For crucial moments the attack faltered as men fell and others tripped over the fallen. Shaken but confident and valiant, Hamilcar's men reordered themselves and prepared another charge. But the men behind them, still crossing the stream and unaware of what was happening ahead, pressed forward. Hamilcar's army grew very dense. Men were still waiting to step into the stream, the bottom of which was being churned to a deep, clinging mud.
Maddened, the bloodied warriors charged again. But during the lull, slaves and rear-rankers had passed more pila forward. Again, the arms of the first three ranks went back, shot forward and again men tumbled like wheat before the scythe. Slowed, many hurled lighter javelins of their own, but these were easily fended off by the large, heavy Roman shields.
After a shorter pause, the massive army resumed its advance and a third volley of pila fell among them. Now the front lines were barely twenty feet apart, but so many corpses and writhing, wounded men littering the ground slowed the advance to a crawl. Still, their anger and the terrible pressure from behind drove Hamilcar's men on.
Teuta was filled with a terrible apprehension. What sort of fighting was this? The army before them, small as it was, was like some sort of terrible machine. In moments she had seen thousands of men go down before the simple but devastating Roman javelin. And then it happened again and yet again and the mad rush was stalled, and the Romans had hardly lost a man yet. Now she saw the glitter all along the Roman lines as thousands of their short swords, worn so strangely on the right hip instead of the left, were drawn in a singular, upward-and-forward motion. Instantly, distracted though she was, she knew the reason for the strange carry and draw. The man is not hindered by his shield and his draw does not disturb the men to either side. These people think of everything.
And still the men were crossing the stream, churning the ground on the far side to mud, crowding the ranks against one another. The army was losing cohesion and turning into a mob. She looked north and saw that Norbanus's small cavalry force was confining its activities to keeping the much larger Carthaginian force from flanking the Greek contingent.
"Hamilcar," she said, her voice sounding hoarse in her own ears. "Stop your men from crossing the water. They can do no good and the pressure over there will not let up until the Romans begin to retreat."
The shofet just looked annoyed. "They will break very soon. Look, I am already victorious on the south."
She looked that way and indeed the Gauls there were being driven back in confusion by the orderly lines of the Greeks and the Macedonians. Soon they would flank the Romans at that end and roll up the line. This looked encouraging, but a nagging thought assailed her: He knowingly left his south end weak and vulnerable. He did not take the city and port to the south. The road south is wide open. What can this mean?
Then she was appalled to see Hamilcar order his reserve regiments across the stream, into the center. "Shofet! You tire your men to no cause!"
"That will be enough, woman!" he snapped. "They are engaged all along the front now. Soon the weight of my army will crush them underfoot!"

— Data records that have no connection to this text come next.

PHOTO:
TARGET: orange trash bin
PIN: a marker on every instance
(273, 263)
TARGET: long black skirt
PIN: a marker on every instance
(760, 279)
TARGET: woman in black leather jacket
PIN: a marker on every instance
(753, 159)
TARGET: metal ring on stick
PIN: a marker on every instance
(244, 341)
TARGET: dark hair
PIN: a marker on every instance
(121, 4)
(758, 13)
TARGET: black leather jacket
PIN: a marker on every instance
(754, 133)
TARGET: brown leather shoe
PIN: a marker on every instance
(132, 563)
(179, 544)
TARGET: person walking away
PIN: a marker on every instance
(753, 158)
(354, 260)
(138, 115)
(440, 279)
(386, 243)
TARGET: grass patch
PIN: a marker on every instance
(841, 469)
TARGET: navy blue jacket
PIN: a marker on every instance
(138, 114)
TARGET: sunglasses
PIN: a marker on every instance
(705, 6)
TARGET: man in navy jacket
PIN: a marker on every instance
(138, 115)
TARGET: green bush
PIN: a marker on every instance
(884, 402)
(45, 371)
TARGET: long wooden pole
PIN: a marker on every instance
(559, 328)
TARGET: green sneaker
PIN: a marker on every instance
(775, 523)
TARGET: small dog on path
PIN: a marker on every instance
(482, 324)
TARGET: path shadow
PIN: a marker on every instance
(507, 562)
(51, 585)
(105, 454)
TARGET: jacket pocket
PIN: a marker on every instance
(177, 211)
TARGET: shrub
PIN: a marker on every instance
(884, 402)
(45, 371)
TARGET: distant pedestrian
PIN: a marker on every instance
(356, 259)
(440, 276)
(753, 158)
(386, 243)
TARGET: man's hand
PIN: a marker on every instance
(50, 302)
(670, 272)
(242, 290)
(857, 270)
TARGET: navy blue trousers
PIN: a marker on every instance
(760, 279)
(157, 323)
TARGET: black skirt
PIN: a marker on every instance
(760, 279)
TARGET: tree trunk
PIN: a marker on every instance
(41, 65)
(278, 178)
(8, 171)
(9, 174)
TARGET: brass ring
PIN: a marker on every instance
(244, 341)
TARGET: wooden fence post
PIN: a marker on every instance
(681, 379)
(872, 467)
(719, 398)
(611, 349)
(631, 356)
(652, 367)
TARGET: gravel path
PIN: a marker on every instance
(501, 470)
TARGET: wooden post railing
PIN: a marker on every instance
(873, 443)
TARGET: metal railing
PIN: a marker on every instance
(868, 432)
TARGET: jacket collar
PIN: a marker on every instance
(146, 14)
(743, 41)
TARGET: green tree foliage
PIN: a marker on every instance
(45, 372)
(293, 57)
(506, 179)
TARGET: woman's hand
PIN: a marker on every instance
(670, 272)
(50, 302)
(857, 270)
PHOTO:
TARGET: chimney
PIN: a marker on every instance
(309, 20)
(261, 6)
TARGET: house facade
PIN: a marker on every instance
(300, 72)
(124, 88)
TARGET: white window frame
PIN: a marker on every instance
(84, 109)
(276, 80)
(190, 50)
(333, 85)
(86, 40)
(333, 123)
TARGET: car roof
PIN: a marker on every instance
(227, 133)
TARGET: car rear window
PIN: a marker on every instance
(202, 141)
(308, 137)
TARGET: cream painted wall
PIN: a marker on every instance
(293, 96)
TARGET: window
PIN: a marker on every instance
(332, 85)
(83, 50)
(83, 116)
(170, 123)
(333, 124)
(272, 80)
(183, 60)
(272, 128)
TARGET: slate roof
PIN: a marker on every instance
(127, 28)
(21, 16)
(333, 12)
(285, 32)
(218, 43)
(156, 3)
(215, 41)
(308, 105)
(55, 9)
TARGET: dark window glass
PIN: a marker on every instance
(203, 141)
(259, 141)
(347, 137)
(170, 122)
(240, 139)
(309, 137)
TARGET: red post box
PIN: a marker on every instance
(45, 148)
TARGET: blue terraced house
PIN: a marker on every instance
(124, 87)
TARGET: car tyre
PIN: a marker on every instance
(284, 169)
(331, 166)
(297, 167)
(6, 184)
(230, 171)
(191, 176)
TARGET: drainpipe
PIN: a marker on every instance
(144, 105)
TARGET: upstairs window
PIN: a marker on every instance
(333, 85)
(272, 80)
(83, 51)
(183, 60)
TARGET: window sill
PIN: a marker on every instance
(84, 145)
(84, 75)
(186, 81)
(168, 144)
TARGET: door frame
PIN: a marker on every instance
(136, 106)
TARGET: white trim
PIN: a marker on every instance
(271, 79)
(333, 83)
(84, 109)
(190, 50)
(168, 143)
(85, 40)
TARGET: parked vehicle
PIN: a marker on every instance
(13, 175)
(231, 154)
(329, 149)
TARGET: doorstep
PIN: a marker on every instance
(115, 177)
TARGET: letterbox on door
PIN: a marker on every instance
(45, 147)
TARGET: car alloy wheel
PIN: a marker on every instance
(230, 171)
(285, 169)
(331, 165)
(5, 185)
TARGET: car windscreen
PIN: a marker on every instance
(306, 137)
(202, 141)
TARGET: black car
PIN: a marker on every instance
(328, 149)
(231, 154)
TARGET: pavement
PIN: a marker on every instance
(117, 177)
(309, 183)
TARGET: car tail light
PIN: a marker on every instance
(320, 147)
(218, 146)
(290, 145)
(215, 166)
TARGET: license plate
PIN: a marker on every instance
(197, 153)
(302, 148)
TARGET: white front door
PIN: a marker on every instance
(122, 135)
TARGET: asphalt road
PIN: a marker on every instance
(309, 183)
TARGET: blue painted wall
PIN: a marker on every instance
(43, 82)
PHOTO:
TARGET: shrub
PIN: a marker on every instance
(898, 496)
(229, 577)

Frustrated, she sat and watched. It occurred to her that Hamilcar had not studied his battles as closely as he thought. His ancestor, Hannibal, had once won a battle something like this: beating a larger army with a smaller. That was Cannae, his greatest victory. She was sure that Norbanus was using some form of the Cannae strategy, but the battles were so dissimilar that she could not understand what he intended.

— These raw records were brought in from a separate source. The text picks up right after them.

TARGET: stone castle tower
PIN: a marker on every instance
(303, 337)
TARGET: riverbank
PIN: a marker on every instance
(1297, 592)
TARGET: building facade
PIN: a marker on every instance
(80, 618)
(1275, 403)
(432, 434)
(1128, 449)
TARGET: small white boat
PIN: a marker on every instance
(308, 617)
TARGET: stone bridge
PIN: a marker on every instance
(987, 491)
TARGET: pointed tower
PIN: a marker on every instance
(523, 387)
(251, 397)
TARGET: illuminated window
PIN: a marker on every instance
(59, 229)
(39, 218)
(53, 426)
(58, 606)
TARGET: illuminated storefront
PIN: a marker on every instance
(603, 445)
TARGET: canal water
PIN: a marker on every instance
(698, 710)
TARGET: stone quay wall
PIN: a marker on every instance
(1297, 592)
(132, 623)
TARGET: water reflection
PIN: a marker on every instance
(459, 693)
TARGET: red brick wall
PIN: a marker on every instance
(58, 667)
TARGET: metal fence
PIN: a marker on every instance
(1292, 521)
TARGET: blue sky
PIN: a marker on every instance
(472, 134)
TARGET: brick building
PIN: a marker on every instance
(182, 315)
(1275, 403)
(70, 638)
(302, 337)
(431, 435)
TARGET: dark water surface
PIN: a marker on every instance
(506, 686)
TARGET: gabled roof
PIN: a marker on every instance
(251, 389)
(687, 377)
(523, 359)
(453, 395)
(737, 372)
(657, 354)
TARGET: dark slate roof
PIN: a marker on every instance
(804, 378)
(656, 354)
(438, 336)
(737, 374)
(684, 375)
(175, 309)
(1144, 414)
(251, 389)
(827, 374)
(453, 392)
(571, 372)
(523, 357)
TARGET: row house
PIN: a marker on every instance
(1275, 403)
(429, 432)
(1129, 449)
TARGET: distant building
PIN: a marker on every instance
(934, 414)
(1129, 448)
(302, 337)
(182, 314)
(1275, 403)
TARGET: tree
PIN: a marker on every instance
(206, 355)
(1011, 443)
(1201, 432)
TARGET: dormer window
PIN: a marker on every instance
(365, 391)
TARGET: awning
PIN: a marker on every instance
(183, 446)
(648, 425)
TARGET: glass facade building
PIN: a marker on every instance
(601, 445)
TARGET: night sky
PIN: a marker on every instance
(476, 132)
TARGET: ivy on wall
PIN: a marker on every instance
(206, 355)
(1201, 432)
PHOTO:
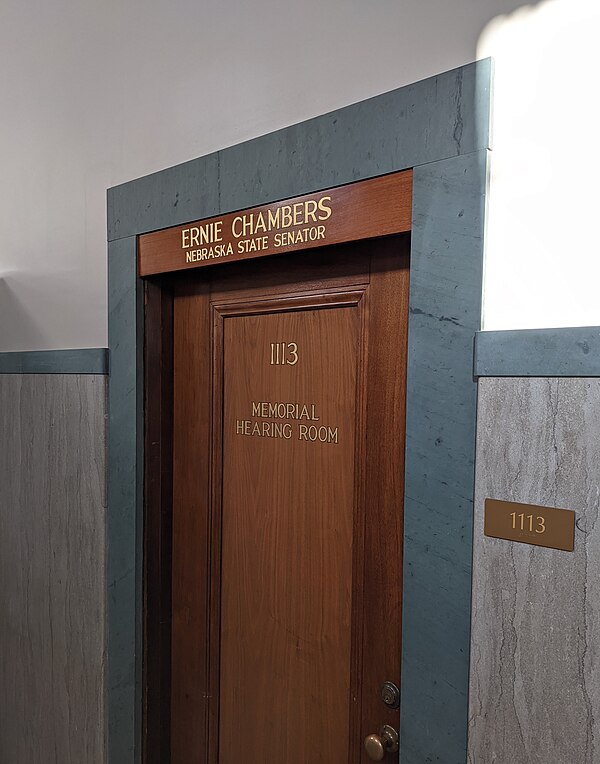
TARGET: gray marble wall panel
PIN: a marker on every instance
(535, 661)
(52, 537)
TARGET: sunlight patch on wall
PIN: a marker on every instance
(542, 246)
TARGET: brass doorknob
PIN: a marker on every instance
(377, 746)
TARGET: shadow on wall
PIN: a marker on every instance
(18, 331)
(542, 263)
(21, 328)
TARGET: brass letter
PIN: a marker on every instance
(325, 208)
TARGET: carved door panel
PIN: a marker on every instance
(288, 453)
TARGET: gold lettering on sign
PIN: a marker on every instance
(530, 524)
(260, 427)
(289, 224)
(284, 353)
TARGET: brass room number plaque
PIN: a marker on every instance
(530, 524)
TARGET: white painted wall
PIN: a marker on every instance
(96, 93)
(543, 249)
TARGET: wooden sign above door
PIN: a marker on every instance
(304, 222)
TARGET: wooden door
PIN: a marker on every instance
(288, 452)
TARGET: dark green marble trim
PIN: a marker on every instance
(439, 126)
(568, 352)
(436, 118)
(82, 361)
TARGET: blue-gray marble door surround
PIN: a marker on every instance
(439, 127)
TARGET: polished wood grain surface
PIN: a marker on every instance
(357, 211)
(191, 523)
(287, 558)
(286, 589)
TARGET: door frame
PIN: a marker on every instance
(440, 128)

She did see, plainly, that the Romans were not distressed by the vaunted "weight" of Hamilcar's army. Only the men of the front lines could engage actively. The Romans had a well-drilled maneuver by which, every few minutes, the front-line men stepped back and those behind them stepped forward, keeping fresh, untired men at the fighting line. If the rear men of Hamilcar's army pushed, they merely drove the front-line men into the Roman swords. At intervals, more of the murderous pila would arch out above the heads of the legionaries and plunge into the struggling' mass of Hamilcar's men.
She saw men detach from the rear of the Roman formation, form a neat, orderly rectangle and march to the southern end of the Roman line, there to form a thickened, south-facing line just as Hamilcar's Greeks had their flanking maneuver almost concluded. The Gauls, caught between the two forces, were slaughtered. But the Roman line held. They inflicted few casualties on the orderly Greeks, but the phalanx was stymied.
Teuta stood and paced before the glowering shofet. She saw how long her shadow had grown and turned to look at the sun. She was amazed to see how low it stood in the west. To the north she saw a new movement. The block of Norbanus's Greek-Macedonian phalanx was moving, pushing against the lightly armored Iberians, shoving them back, spearing them, striding over their bodies. Already, men were breaking away from the battle, frustrated at being unable to come to grips with the Romans, unable to take heads and win glory. Slowly, a step at a time, the Greeks were cutting themselves a strong position at Hamilcar's left flank.